Exposed ductwork makes air distribution easier and eliminates the need for insulation. It may cost less than installing a ceiling or routing ductwork in a concealed space. Below are some examples of what exposed ductwork looks like in practice. Knowing some of the basics about what your options are for exposed ductwork can help you when planning for interior design, the mechanical engineering and architectural needs of your space, and construction plans.
Smooth Sheet Metal Duct
The most common kind of ductwork is made of smooth sheet metal, shaped either round or rectangular. Smooth ductwork is typically the most economical option. Fittings and transitions can be made in the field to fit through tight spaces and create odd angles. Special care must be taken to make a clean appearance, and the thin metal can easily be dented or deformed, so it has to be handled with care, both during construction and during maintenance.
Spiral Round Metal Duct
Spiral ductwork is made by a specialized machine that wraps sheet metal in a spiral pattern with folded seams, creating an air-tight seal. This is the most common type seen in designs featuring exposed ductwork. It is uniform, rigid, and has clean connections. Spiral ducts can be left as shiny bare metal or field-painted to be any color. This is a super versatile, durable option for interior designers.

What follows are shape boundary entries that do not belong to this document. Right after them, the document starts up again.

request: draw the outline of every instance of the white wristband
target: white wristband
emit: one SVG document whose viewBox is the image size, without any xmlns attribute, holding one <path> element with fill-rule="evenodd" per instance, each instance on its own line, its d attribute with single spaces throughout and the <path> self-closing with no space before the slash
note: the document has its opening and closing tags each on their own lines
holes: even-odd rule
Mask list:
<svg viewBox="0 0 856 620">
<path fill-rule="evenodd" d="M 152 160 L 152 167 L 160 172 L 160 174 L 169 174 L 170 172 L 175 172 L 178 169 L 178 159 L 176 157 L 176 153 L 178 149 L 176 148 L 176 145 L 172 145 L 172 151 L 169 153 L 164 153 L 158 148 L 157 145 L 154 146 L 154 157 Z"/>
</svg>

Fabric ducts are made from polyester fabric with orifices or nozzles built into the ducts for air distribution. Ducts are formed in a variety of shapes with custom fabric colors. Internal supports can be added to maintain the duct shape when no air is flowing. Fabric ducts work best in large, open spaces where the desired air distribution is uniform. Fabrics are corrosion resistant, making it a great choice for tough, humid environments like indoor pools where metal ducts might suffer from corrosion quite easily.